O’Rourke now lives in San Diego, but still has many friends who live in Harbin Hot Springs. He explains that he still knew many of the people that worked and lived at the Hot Springs.

“There were about 280 people currently [residing] and I probably knew half of them very well,” O’Rourke said.

O’Rourke explained that he works in marketing communications for Harbin Hot Springs now, which includes responsibilities from sending out a newsletter to hiring security. O’Rourke has been up to date with the situation and touched on how the community has been dealing.

“Just the last 24 hours has been especially tough,” O’Rourke said. “They are actually dealing with the situation rather well. I am really impressed with how well they are doing. For many of them they lost all of their possessions, then they lost their house or apartment or wherever they were living, that doesn’t exist anymore. Then they lost their job. Harbin, because it is burned, terminated everyone yesterday. Now they have no job.”

Harbin Hot Springs not only employed many people, it also served as a place of belonging. O’Rourke finds it disheartening that so many adults have lost their home.  

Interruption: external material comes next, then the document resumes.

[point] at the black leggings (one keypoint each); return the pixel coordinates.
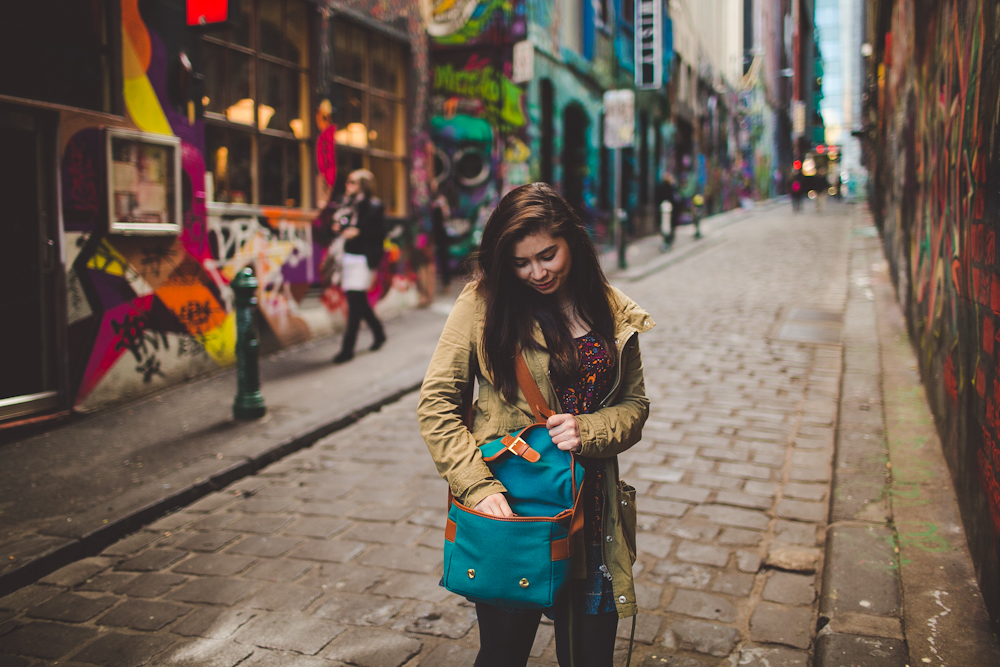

“The two things that really strike me now is that many of them have lost their place,” O’Rourke said. “As an adult you are attracted to move somewhere because of the place. They moved there for this place, and it burned down. They have lost their community; most people will be packing up and moving. Everything was taken from them, it is just shocking.”

The Harbin Hot Springs Health and Pleasure Resort was built in 1870. Spanning over 5,000 acres of land, the facility had many Victorian-looking buildings. Because of how destructive the fire was, many of these building were lost. O’Rourke hopes that the resort will recover in some form.

“It will never be what it used to be; there were old historic buildings and all of that is gone,” O’Rourke said. “Will it someday open up again? Will it come back in some form? Probably. But how long that will take and what that form will be I don’t know. I can’t imagine.”

While the Harbin community suffers, many neighboring communities have come to their aid. O’Rourke started a fundraiser with a couple of colleagues to help the survivors.

“I set up a fundraising campaign with one of the managers and so far we have raised more than $100,000 in PayPal donations,” O’Rourke said. “And that will go directly to the residents.”  

While Professor O’Rourke explained that help has been needed, he went on to say that there was nothing else that can be done right now. The residents have everything they need in terms of emergency supplies. O’Rourke himself will be going to Harbin next week to assist the residents and help them look for their lost possessions.

O’Rourke reminisced about the special qualities that Harbin had, in its heyday.

“It was a multi-million dollar retreat center but it still had the hippie flavor,” O’Rourke said.

“They were doing yoga there before everybody else was doing yoga. They were doing mediation before everyone else was doing it. It was a place where the children were born in tepees and had floral names. They hung onto the great things that came out of the 60s and 70s like better eating, holistic health and honest open communication. The guys had long hair and the women had peasant dresses.”

While much of the place is gone, O’Rourke and many of its residents still have the memories of such a sanctuary.

“It was a super beautiful place,” O’Rourke said. “It was a very meditative quiet world, a beautiful accepting place. Anyone could come there and be and feel okay.”

O’Rourke strongly advised organizations and institutions to invest in some sort of emergency plan, to avoid the frustration that the community members of Harbin endured.

While the fire has been 75 percent contained, the residents have lifetimes of ashes to comb through, in the hopes of discovering treasured keepsakes and beloved mementos.